R (Brown) v Secretary of State for Work and Pensions [2008] EWHC 3158 (Admin)

18 December 2008

Link to judgement

Discrimination grounds

Summary of case
The case involved the proposal to close an accessible local post office and whether in making proposals to reduce post office services, the postal service had given adequate consideration to their Public Sector Equality Duty in respect of disability.

The Court set out some general principles about the steps a public authority should take to comply with the Duty to give ‘due regard’ to the relevant equality needs. These include that:

a. When a public authority makes decisions that do or might affect an equality group, it must be made aware of its duty to have due regard to the equality goals in the Equality Duties. An incomplete or erroneous appreciation of these Duties will mean that ‘due regard’ has not been paid.

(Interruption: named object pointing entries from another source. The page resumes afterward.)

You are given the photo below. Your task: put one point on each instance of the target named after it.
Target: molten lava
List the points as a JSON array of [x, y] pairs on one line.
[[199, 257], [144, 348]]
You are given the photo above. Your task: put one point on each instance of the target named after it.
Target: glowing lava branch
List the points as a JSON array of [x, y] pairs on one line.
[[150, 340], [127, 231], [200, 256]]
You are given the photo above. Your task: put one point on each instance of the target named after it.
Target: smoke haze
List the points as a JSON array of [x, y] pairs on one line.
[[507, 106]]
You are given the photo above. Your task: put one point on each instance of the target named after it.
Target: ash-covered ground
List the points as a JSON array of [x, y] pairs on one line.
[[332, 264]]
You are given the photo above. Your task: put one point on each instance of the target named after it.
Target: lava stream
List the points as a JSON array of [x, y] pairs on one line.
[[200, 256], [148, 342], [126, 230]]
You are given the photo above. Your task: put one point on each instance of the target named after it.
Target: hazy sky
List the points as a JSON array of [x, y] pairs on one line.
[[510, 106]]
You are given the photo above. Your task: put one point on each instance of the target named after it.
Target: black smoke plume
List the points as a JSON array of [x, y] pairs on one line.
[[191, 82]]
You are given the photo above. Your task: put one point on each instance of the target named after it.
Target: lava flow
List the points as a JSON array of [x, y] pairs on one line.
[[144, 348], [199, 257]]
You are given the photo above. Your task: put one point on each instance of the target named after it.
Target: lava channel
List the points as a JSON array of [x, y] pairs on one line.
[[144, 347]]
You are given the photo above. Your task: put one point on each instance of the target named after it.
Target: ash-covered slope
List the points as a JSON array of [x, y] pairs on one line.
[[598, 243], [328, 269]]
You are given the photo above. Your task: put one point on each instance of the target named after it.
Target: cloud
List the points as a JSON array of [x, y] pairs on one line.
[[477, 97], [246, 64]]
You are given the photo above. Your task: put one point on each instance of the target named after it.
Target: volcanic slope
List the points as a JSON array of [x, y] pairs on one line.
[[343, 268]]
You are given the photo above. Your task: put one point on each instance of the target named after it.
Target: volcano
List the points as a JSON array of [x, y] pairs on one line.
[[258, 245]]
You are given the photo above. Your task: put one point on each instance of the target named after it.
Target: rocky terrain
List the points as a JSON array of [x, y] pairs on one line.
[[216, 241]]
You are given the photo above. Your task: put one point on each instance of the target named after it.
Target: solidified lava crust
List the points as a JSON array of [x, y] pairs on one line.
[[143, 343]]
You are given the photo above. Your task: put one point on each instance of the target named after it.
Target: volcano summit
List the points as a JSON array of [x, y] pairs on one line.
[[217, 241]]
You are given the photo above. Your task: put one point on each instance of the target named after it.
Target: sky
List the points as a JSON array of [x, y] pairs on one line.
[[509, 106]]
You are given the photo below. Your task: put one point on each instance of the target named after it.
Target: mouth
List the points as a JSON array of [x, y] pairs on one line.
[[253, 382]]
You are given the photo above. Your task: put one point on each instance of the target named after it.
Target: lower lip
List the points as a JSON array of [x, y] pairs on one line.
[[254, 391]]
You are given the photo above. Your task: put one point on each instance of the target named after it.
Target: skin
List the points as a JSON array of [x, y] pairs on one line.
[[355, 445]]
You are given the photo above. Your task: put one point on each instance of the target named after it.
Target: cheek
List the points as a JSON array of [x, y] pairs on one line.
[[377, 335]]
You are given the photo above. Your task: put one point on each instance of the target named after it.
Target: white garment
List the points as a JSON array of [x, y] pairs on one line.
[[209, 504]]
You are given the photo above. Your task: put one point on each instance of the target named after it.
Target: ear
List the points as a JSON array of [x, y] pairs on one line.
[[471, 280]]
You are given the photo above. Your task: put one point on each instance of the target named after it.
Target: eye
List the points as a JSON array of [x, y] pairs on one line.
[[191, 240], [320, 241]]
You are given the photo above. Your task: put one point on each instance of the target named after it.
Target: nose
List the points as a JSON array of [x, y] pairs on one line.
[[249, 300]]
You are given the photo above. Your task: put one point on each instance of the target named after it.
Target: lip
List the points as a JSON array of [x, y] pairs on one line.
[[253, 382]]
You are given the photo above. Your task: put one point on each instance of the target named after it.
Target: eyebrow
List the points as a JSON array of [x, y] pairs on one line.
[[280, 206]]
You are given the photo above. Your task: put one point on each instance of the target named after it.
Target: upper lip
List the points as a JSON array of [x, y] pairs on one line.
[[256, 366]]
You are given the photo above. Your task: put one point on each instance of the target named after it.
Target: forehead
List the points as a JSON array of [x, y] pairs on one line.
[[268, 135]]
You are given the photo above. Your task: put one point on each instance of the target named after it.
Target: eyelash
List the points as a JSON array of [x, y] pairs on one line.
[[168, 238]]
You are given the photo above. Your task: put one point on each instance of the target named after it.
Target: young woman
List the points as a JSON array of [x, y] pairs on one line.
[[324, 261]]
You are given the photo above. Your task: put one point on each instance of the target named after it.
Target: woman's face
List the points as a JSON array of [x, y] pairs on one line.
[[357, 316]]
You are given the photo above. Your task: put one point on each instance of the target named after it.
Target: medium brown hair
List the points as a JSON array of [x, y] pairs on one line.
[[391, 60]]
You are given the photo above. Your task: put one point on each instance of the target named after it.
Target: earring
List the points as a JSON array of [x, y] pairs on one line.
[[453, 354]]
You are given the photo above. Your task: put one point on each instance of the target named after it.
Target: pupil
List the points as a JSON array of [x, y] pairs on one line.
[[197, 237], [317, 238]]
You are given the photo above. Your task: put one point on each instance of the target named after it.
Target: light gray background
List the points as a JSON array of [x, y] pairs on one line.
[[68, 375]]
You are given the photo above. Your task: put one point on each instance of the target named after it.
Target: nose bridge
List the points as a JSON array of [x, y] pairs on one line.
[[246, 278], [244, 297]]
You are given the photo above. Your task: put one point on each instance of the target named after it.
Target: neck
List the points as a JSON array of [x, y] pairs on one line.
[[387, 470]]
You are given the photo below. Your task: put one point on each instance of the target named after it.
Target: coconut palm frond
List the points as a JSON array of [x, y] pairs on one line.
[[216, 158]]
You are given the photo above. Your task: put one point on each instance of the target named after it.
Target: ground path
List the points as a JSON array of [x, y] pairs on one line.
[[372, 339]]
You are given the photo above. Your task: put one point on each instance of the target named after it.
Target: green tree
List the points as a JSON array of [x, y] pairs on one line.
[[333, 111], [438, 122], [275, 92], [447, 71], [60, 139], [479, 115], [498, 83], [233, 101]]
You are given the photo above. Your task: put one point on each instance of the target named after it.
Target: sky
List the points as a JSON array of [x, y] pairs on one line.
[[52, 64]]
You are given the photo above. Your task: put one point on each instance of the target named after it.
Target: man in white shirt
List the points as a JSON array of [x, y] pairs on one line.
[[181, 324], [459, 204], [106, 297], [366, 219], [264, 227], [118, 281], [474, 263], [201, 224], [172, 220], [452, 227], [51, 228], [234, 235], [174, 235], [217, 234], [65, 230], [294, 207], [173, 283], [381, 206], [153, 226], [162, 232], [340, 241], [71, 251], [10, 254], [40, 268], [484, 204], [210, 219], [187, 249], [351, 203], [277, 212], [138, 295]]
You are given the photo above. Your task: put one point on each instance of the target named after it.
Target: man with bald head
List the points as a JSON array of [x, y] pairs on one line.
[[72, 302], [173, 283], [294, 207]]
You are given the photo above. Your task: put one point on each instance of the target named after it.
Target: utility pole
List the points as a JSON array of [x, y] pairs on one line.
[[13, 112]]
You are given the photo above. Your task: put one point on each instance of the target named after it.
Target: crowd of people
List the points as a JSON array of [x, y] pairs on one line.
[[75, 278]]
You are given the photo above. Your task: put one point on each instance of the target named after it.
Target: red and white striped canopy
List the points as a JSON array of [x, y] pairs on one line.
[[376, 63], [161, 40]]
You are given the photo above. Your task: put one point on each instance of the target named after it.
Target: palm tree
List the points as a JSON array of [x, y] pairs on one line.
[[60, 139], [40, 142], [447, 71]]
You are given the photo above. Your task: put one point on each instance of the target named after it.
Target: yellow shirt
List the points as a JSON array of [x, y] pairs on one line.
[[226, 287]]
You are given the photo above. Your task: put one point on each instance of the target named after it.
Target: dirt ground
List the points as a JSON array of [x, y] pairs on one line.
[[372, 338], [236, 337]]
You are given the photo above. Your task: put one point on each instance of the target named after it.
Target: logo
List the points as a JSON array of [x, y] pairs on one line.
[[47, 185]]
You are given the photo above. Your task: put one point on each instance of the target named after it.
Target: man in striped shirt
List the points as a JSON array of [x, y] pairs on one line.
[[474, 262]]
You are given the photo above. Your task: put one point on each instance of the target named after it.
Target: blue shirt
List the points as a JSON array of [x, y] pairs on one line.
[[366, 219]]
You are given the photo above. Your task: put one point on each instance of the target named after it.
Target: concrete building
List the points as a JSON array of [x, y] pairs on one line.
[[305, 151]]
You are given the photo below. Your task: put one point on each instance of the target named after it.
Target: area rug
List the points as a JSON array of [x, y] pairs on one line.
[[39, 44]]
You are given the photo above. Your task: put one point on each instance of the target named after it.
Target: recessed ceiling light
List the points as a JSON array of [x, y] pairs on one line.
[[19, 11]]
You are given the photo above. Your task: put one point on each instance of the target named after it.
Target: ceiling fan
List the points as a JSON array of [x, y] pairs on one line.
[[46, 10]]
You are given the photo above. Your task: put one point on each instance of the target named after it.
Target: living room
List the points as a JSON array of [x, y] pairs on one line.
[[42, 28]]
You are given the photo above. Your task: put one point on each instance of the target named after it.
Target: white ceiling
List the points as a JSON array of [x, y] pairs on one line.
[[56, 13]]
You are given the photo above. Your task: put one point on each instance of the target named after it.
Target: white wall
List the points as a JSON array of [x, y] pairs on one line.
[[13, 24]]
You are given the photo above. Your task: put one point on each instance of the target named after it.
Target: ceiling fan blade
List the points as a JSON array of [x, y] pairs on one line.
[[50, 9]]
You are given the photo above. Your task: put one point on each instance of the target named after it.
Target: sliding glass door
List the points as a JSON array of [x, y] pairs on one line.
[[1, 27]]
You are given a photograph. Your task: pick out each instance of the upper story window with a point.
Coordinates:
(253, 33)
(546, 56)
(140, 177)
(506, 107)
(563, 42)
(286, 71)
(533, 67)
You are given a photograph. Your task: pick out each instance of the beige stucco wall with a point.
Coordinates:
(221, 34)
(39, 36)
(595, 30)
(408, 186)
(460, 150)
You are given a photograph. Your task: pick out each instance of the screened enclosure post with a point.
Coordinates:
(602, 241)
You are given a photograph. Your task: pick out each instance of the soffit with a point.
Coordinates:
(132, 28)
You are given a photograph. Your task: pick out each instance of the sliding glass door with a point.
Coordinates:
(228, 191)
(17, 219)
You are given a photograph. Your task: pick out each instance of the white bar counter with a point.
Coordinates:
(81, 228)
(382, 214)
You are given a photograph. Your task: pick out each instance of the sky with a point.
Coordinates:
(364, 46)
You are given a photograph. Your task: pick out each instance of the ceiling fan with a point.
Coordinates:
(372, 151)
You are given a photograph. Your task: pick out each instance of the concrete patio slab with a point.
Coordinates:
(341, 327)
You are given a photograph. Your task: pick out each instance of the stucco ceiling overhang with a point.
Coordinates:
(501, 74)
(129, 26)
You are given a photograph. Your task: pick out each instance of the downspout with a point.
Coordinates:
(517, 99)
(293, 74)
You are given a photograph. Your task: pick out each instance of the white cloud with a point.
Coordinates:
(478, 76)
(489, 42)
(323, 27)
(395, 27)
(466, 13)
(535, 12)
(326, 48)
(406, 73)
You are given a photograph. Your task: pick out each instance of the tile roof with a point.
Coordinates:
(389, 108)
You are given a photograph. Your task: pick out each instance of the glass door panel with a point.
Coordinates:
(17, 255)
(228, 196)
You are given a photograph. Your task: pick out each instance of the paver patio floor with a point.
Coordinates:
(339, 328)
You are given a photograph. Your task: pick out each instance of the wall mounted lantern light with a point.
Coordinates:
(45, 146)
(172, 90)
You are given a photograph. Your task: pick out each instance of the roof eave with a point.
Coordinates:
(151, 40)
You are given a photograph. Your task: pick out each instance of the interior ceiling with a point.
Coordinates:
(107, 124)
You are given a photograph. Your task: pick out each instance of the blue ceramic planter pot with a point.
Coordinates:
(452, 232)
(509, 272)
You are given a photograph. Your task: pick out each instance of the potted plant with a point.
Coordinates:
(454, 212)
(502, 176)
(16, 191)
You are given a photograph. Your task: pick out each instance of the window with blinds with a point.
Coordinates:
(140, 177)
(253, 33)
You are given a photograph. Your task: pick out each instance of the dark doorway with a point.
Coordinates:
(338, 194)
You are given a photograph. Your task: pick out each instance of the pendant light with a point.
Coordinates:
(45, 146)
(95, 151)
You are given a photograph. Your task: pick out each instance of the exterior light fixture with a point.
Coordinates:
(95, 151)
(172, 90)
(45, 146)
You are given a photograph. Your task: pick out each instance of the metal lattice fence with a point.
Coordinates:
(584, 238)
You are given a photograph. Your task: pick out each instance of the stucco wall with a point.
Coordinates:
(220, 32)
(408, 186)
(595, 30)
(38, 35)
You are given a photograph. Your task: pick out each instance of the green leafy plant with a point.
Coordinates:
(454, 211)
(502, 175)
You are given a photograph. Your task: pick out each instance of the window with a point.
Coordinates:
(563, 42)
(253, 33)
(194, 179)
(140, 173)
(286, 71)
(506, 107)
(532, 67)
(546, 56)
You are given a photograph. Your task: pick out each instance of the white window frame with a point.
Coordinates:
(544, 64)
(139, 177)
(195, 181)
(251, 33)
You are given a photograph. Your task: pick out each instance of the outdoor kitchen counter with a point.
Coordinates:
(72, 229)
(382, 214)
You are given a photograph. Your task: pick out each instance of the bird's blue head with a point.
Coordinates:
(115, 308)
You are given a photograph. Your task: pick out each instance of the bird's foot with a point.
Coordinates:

b. The ‘due regard’ must be exercised with rigour and with an open mind. It is not a question of ‘ticking boxes’. The Duty has to be integrated within the discharge of the public functions of the authority. It involves a conscious and deliberate approach to policy-making and needs to be thorough enough to show that ‘due regard’ has been paid before any decision is made.

c. If the public authority has not specifically mentioned the relevant general Equality Duty when carrying out a particular function, this does not mean that the Duty to have ‘due regard’ has not been performed. However, it is good practice for the policy itself or the public authority to make reference to the Duty and any code or other non-statutory guidance. This will reduce the chance of someone successfully arguing that ‘due regard’ has not been paid to equality considerations. This is also likely to enable a public authority to ensure that factors relevant to equality are taken into account when developing a policy.

d. It is good practice for public authorities to keep an adequate record showing that they had actually considered their Equality Duties and pondered relevant questions. Appropriate record-keeping encourages transparency and will discipline those carrying out the relevant function to undertake their Disability Equality Duties conscientiously. If records are not kept, it will be difficult, evidentially, for a public authority to persuade a court that it has fulfilled its general Equality Duty.